Казалось бы - гротеск, гипербола налицо. В то же время, нет никаких сомнений (во всяком случае, у меня) в том, что это - реальность и что она такова даже без авторских заверений: "Поверьте, даже если это выглядит неправдоподобно, бабушка ругалась именно так, как я написал. Пусть ее ругательства покажутся чрезмерными, пусть лишними, но я слышал их такими, слышал каждый день и почти каждый час. В повести я мог бы, конечно, вдвое сократить их, но сам не узнал бы тогда на страницах свою жизнь, как не узнал бы житель пустыни привычные взгляду барханы, исчезни вдруг из них половина песка. Я и так выбираю из бабушкиных выражений все, что не принято печатать". Я знаю эту печальную реальность, в которую погрузила часть русских людей история нашей дорогой Родины.

Если любимым выражением киевской бабушки Саши Савельева было "тыц-пиздыц", то моя мама чаще всего произносила "туды т-твою растуды", вот именно с таким длинным "т". Потому, вероятно, что - жена офицера высокого ранга, бухгалтер в системе курортпродторга - ругаться непечатно она считала неприличным и применяла эвфемизмы, казавшиеся ей вполне пристойными, не вдумываясь в скрытый план сего эзопова наречия и явно не понимая, куды это - "туды" и кого это - "твою". Цветистые мамины периоды частенько, ни к кому не обращенные, раздавались из кухни - медитируя за мытьем посуды, она их повторяла, вероятно, чтобы не забыть. К нам с сестрой она обращалась с колоритнейшими руладами, когда чего-то от нас добивалась. Уроженка сталинской деревни, исчадие мест и времен с разрушенной до основания культурой семьи, мама знала единственный способ общения, сообщения и воздействия - заставлять. Поэтому старалась быть предельно выразительной. Когда же у нее случались неудачи на поприще нашего обучения и воспитания, она садилась на софу, обхватывала голову руками и начинала такой эпический монолог:

-И зачем только я на свет родилась? Вышла замуж за этого дурака - и вас нарожала, сволочей проклятых? Чтоб вы повыздохли все, издеватели чертовы!..

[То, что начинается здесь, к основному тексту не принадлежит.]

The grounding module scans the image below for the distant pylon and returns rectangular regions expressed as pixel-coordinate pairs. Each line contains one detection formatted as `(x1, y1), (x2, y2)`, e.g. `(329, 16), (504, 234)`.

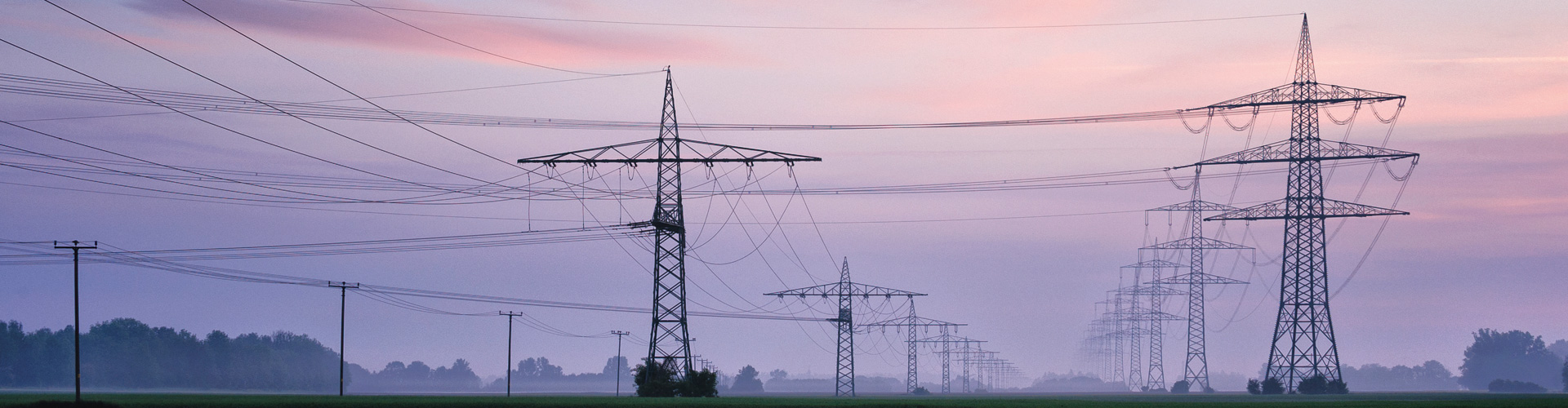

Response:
(1152, 175), (1246, 392)
(1190, 16), (1418, 391)
(764, 257), (925, 397)
(518, 68), (822, 378)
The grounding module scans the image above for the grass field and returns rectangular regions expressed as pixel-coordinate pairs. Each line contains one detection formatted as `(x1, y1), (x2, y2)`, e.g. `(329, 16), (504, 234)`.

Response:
(0, 392), (1568, 408)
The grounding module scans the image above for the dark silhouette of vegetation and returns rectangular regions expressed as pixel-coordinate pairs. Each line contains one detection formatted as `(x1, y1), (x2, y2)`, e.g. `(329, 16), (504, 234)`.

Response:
(0, 318), (337, 392)
(632, 359), (718, 397)
(1339, 359), (1460, 391)
(1486, 378), (1546, 394)
(1263, 377), (1284, 396)
(348, 357), (480, 392)
(1459, 328), (1563, 389)
(729, 366), (762, 394)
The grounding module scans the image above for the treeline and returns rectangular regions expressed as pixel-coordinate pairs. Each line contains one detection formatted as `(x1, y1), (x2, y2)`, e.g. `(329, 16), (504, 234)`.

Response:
(0, 318), (337, 391)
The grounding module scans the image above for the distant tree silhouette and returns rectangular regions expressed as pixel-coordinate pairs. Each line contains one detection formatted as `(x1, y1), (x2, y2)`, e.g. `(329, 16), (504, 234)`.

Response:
(1459, 328), (1563, 389)
(729, 366), (762, 394)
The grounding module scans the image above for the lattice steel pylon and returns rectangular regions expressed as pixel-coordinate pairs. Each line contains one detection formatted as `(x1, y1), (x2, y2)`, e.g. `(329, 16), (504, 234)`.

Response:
(1151, 182), (1246, 392)
(1187, 16), (1419, 392)
(861, 298), (964, 394)
(914, 334), (985, 394)
(518, 68), (822, 378)
(764, 257), (925, 397)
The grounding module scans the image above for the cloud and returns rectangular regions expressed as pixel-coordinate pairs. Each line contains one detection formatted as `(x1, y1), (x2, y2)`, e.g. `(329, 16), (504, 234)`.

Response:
(128, 0), (734, 71)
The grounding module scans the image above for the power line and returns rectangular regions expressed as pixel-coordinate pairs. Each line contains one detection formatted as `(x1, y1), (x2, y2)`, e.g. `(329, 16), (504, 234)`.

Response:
(288, 0), (1302, 31)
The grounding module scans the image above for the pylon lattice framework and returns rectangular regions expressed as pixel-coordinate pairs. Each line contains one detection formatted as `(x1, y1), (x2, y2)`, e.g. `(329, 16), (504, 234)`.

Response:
(518, 69), (822, 378)
(1188, 16), (1419, 391)
(764, 257), (925, 397)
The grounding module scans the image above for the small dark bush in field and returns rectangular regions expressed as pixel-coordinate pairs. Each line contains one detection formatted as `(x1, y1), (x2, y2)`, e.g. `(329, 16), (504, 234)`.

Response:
(1486, 378), (1546, 394)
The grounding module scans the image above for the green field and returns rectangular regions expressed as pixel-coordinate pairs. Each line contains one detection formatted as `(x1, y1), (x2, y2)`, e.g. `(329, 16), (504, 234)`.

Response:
(9, 392), (1568, 408)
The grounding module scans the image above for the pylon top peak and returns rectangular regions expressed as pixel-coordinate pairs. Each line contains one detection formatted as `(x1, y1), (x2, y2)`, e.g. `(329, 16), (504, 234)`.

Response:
(1292, 12), (1317, 83)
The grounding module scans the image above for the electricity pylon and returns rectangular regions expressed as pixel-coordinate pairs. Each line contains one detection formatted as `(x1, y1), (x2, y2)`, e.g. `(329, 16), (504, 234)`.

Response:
(1188, 16), (1419, 391)
(764, 257), (925, 397)
(861, 303), (964, 394)
(518, 68), (822, 378)
(1151, 183), (1246, 392)
(1138, 233), (1251, 391)
(914, 328), (985, 394)
(1111, 260), (1181, 391)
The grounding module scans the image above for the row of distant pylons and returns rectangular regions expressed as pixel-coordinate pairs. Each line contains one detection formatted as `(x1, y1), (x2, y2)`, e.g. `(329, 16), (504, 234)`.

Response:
(518, 16), (1416, 396)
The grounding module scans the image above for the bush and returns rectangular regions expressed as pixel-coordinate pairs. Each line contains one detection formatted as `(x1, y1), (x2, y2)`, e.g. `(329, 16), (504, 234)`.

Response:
(1486, 378), (1546, 394)
(1263, 378), (1284, 396)
(1328, 378), (1350, 394)
(1295, 374), (1328, 396)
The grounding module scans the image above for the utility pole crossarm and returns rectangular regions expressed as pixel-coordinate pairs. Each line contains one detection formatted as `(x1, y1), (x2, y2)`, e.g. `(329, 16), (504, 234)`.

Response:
(518, 138), (822, 165)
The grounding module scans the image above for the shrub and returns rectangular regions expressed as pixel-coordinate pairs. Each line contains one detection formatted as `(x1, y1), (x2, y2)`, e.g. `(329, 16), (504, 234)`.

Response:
(1263, 378), (1284, 396)
(1486, 378), (1546, 394)
(1295, 374), (1328, 396)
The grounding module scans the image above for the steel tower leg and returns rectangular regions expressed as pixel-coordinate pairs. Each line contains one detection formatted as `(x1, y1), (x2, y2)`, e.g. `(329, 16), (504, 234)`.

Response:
(648, 72), (692, 378)
(833, 259), (854, 397)
(1268, 17), (1339, 391)
(1145, 268), (1165, 391)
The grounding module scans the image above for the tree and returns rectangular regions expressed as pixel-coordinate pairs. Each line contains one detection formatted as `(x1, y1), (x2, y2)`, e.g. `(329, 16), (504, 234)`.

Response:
(1459, 328), (1563, 389)
(1263, 377), (1284, 394)
(729, 366), (762, 394)
(1486, 378), (1546, 394)
(676, 370), (718, 397)
(632, 359), (676, 397)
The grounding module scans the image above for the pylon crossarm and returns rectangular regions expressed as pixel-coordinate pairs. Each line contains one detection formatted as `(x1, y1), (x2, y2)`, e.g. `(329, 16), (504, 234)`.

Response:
(1140, 235), (1251, 250)
(1123, 259), (1187, 268)
(518, 138), (822, 165)
(1151, 272), (1246, 284)
(1147, 199), (1237, 212)
(1203, 197), (1410, 221)
(1187, 82), (1405, 113)
(1173, 140), (1421, 170)
(861, 316), (968, 326)
(1107, 286), (1187, 296)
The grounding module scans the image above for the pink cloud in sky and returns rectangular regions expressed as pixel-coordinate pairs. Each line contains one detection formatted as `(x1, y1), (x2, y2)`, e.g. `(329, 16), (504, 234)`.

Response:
(130, 0), (731, 69)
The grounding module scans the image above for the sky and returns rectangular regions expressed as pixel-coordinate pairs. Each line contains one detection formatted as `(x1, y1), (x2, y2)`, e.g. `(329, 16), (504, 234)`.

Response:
(0, 0), (1568, 389)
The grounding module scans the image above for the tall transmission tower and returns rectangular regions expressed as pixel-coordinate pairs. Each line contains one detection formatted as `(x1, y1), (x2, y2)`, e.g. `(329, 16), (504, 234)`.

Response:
(764, 257), (925, 397)
(914, 328), (985, 394)
(518, 68), (822, 377)
(1188, 16), (1419, 391)
(861, 299), (964, 394)
(1151, 182), (1246, 392)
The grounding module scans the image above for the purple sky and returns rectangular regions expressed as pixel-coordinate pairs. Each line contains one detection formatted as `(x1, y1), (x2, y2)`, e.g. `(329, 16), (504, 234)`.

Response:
(0, 0), (1568, 389)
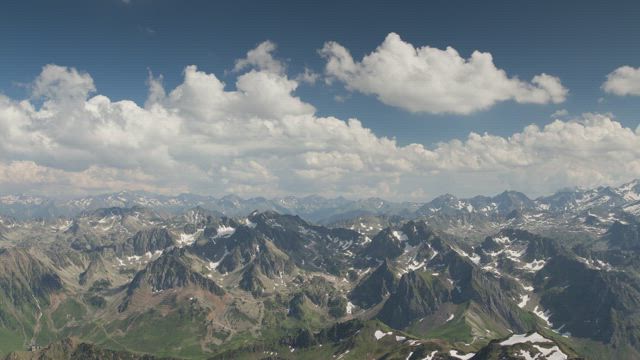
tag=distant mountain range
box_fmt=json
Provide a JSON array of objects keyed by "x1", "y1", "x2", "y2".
[
  {"x1": 0, "y1": 181, "x2": 640, "y2": 360},
  {"x1": 0, "y1": 180, "x2": 640, "y2": 224}
]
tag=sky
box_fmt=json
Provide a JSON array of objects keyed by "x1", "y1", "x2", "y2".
[{"x1": 0, "y1": 0, "x2": 640, "y2": 201}]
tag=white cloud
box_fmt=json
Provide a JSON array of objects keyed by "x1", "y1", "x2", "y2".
[
  {"x1": 233, "y1": 40, "x2": 285, "y2": 74},
  {"x1": 0, "y1": 44, "x2": 640, "y2": 200},
  {"x1": 602, "y1": 66, "x2": 640, "y2": 96},
  {"x1": 549, "y1": 109, "x2": 569, "y2": 119},
  {"x1": 296, "y1": 68, "x2": 320, "y2": 85},
  {"x1": 320, "y1": 33, "x2": 568, "y2": 114}
]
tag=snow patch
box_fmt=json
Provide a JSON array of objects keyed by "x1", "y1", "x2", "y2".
[
  {"x1": 500, "y1": 332, "x2": 552, "y2": 346},
  {"x1": 449, "y1": 350, "x2": 475, "y2": 360}
]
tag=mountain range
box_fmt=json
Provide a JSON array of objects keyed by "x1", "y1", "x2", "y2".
[{"x1": 0, "y1": 181, "x2": 640, "y2": 360}]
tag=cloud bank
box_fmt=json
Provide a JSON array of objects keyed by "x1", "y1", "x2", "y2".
[
  {"x1": 602, "y1": 66, "x2": 640, "y2": 96},
  {"x1": 320, "y1": 33, "x2": 568, "y2": 114},
  {"x1": 0, "y1": 44, "x2": 640, "y2": 200}
]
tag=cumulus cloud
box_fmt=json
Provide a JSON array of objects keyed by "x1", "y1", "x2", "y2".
[
  {"x1": 602, "y1": 66, "x2": 640, "y2": 96},
  {"x1": 0, "y1": 44, "x2": 640, "y2": 200},
  {"x1": 320, "y1": 33, "x2": 568, "y2": 114},
  {"x1": 233, "y1": 40, "x2": 285, "y2": 74}
]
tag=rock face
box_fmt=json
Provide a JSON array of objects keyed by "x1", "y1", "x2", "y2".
[
  {"x1": 0, "y1": 181, "x2": 640, "y2": 360},
  {"x1": 127, "y1": 250, "x2": 225, "y2": 296},
  {"x1": 378, "y1": 271, "x2": 451, "y2": 329},
  {"x1": 349, "y1": 259, "x2": 398, "y2": 308},
  {"x1": 123, "y1": 228, "x2": 175, "y2": 255},
  {"x1": 6, "y1": 338, "x2": 169, "y2": 360}
]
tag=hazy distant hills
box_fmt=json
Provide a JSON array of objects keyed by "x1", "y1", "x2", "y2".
[{"x1": 0, "y1": 180, "x2": 640, "y2": 224}]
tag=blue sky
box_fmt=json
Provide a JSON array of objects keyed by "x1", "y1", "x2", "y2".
[
  {"x1": 5, "y1": 0, "x2": 640, "y2": 144},
  {"x1": 0, "y1": 0, "x2": 640, "y2": 196}
]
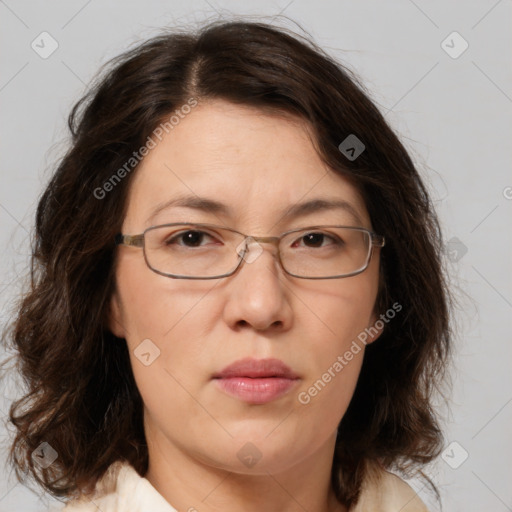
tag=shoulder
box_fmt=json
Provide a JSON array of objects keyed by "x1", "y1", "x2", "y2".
[
  {"x1": 351, "y1": 466, "x2": 428, "y2": 512},
  {"x1": 55, "y1": 461, "x2": 176, "y2": 512}
]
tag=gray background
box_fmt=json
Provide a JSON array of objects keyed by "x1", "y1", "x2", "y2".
[{"x1": 0, "y1": 0, "x2": 512, "y2": 512}]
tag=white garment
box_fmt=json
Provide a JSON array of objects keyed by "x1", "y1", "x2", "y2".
[{"x1": 53, "y1": 462, "x2": 428, "y2": 512}]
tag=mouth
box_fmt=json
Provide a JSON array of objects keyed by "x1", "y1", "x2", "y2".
[{"x1": 212, "y1": 358, "x2": 300, "y2": 404}]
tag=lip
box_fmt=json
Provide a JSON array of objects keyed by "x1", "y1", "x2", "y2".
[{"x1": 213, "y1": 357, "x2": 299, "y2": 404}]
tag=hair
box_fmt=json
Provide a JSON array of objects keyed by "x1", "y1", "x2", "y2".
[{"x1": 4, "y1": 20, "x2": 452, "y2": 508}]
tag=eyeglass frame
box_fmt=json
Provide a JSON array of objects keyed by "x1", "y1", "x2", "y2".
[{"x1": 114, "y1": 222, "x2": 386, "y2": 279}]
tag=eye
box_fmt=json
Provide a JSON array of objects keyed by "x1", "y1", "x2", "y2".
[
  {"x1": 294, "y1": 231, "x2": 344, "y2": 248},
  {"x1": 165, "y1": 229, "x2": 219, "y2": 247}
]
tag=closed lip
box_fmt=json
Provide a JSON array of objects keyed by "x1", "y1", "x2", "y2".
[{"x1": 212, "y1": 357, "x2": 299, "y2": 380}]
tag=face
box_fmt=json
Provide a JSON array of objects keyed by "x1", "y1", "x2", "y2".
[{"x1": 110, "y1": 101, "x2": 379, "y2": 474}]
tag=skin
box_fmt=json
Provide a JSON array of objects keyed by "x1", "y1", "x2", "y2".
[{"x1": 110, "y1": 100, "x2": 379, "y2": 512}]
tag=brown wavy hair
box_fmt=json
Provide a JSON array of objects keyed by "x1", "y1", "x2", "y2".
[{"x1": 4, "y1": 20, "x2": 452, "y2": 508}]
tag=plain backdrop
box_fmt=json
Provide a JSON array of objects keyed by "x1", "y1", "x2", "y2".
[{"x1": 0, "y1": 0, "x2": 512, "y2": 512}]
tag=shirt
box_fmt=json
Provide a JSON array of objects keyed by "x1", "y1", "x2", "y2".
[{"x1": 50, "y1": 461, "x2": 428, "y2": 512}]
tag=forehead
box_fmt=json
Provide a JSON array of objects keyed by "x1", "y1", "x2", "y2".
[{"x1": 125, "y1": 101, "x2": 369, "y2": 232}]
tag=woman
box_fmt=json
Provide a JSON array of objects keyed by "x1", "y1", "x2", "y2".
[{"x1": 3, "y1": 22, "x2": 450, "y2": 512}]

Далее следовали те самые комбинации, описанные у Санаева, только матерные слова в них всегда заменялись каким-нибудь достойным эквивалентом, позволяющим самой исполнительнице их не понимать. Интересно, что, став постарше и возмутившись смыслом какого-то из ее выражений, я не добилась ровно ничего. Она слушала мой перевод своей художественной речи на язык понятий, слышала, что желает своим детям смерти по три раза на дню, смотрела, как баран на новые ворота (одно из ее самых невинных изречений), - и не верила мне. Потому что не желала она нам ничего плохого, любила она нас, всю жизнь нам отдала, трудилась, как пчелка, для нас, сволочей, которые только и делали, что над ней издевались...

Родной брат мамы, однажды приехавший к нам погостить, изумил меня, еще не знавшую другой реальности, своим удивлением: "Где Рая этого набралась? - говорил он мне, маленькой, - И Валя тоже. - Это их старшая сестра. - Наша мама не ругалась!" Я на него смотрела, как баран на новые ворота. Мамы, которая не ругается, быть не могло. Это на меня она не ругалась, потому что мне она - бабушка, а те, кому она - мама, должны были слышать от нее "чтоб вы повыздохли все"... Бабушку Мотю, к которой мы ездили на трех поездах с пересадками несколько раз, когда приходила очередь мамы помогать ей с починкой хаты (она так и осталась в той деревне, где вырастила пятерых своих детей), я как-то застала молящейся. Мне было года четыре.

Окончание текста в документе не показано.